🤖 AI Summary
This work addresses the need for uncertainty quantification in ordinal classification within high-stakes domains such as medicine and finance, where errors of varying severity must be rigorously controlled. Existing conformal prediction methods are limited by their choice of nonconformity functions, which often fail to reflect the inherent ordering of classes. To overcome this, the authors propose a novel conformal prediction approach based on the Ranked Probability Score (RPS), introducing RPS as a natural nonconformity measure that captures ordinal risk. This method yields continuous prediction sets centered around the median, avoids greedy search procedures, and maintains model-agnosticism and computational efficiency. It is applicable to both evaluation-based and grouping-based ordinal tasks. Empirical results across multiple image and tabular ordinal datasets demonstrate that the proposed method achieves a superior trade-off between prediction set width and the severity of miscoverage compared to existing approaches.
📝 Abstract
Ordinal classification (OC) arises in high-stakes domains such as medicine and finance, where uncertainty quantification must account for the severity of ordinal errors. Conformal prediction (CP) provides distribution-free prediction sets with marginal coverage guarantees; however, its practical effectiveness depends critically on the choice of nonconformity function.
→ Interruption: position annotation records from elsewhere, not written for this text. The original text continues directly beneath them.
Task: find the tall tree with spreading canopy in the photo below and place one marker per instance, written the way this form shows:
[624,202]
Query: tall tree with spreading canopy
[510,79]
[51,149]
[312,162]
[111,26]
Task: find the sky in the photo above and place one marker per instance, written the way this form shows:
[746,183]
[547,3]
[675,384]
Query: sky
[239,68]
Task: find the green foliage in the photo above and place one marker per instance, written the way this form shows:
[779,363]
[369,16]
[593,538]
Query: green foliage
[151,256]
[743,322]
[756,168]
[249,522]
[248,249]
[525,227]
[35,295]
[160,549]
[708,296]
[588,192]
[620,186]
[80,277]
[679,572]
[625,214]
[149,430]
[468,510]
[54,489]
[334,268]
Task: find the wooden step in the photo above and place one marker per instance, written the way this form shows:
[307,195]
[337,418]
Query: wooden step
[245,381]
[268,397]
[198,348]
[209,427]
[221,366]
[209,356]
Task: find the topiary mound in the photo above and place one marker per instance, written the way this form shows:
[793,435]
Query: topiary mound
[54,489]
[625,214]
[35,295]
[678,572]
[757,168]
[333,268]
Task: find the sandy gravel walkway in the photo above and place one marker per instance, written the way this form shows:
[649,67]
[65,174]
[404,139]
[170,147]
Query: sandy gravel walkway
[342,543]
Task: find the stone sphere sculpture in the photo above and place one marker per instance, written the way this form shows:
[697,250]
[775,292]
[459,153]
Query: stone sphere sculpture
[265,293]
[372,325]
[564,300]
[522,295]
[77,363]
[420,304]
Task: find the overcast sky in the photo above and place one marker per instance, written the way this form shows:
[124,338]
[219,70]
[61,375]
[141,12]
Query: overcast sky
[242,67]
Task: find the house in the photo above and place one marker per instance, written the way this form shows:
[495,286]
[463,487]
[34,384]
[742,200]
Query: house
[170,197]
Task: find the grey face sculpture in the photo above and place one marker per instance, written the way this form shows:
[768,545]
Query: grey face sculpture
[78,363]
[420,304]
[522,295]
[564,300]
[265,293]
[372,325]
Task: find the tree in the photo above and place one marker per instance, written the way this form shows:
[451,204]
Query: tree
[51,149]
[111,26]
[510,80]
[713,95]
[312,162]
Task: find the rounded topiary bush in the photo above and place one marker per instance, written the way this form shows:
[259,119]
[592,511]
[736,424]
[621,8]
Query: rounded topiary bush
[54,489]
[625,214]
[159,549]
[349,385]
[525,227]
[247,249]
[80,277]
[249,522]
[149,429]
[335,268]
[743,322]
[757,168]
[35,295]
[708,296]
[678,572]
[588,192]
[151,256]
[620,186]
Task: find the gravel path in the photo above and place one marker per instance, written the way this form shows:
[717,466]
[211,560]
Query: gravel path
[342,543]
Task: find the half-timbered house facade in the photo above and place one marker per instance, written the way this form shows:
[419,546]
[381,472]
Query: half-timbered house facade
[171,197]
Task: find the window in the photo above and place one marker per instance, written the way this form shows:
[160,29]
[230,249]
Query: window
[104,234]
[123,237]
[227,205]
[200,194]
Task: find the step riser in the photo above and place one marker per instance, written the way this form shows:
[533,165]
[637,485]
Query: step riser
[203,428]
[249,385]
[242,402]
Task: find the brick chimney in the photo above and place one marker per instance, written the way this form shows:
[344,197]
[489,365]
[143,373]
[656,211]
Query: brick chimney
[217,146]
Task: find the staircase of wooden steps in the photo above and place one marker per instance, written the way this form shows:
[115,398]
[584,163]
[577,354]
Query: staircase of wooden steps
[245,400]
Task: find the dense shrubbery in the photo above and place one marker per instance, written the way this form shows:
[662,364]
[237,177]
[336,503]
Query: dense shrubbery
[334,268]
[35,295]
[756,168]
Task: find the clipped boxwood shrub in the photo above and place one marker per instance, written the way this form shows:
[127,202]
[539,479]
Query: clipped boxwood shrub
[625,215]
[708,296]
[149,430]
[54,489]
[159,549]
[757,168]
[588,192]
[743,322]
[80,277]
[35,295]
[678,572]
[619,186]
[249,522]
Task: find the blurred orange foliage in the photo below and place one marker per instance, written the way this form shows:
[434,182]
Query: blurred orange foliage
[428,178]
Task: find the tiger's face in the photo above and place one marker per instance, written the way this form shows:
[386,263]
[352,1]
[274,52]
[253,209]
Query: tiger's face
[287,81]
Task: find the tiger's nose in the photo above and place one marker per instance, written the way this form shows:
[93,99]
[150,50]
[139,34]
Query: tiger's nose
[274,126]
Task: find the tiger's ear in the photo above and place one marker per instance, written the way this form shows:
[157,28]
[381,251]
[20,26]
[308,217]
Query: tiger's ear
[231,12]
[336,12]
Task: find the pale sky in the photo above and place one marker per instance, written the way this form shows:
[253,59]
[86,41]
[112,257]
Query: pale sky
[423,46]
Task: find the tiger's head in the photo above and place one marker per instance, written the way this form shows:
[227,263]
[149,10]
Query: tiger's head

We introduce a CP method for ordinal classification based on the ranked probability score (RPS), a proper scoring rule defined over cumulative predictive distributions. Although it reflects ordinal risk quite naturally, it has largely been neglected in conformal ordinal prediction (COP). When used as a measure of nonconformity, RPS yields median-centered contiguous prediction sets by construction. The method is model-agnostic, supports both assessed and grouped ordered categorical outcomes, and permits efficient implementation compared to greedy interval selection procedures. Across multiple ordinal image and tabular datasets, RPS-based CP produces contiguous prediction sets and strikes a favorable balance between prediction set width and the magnitude of ordinal miscoverage relative to existing CP methods.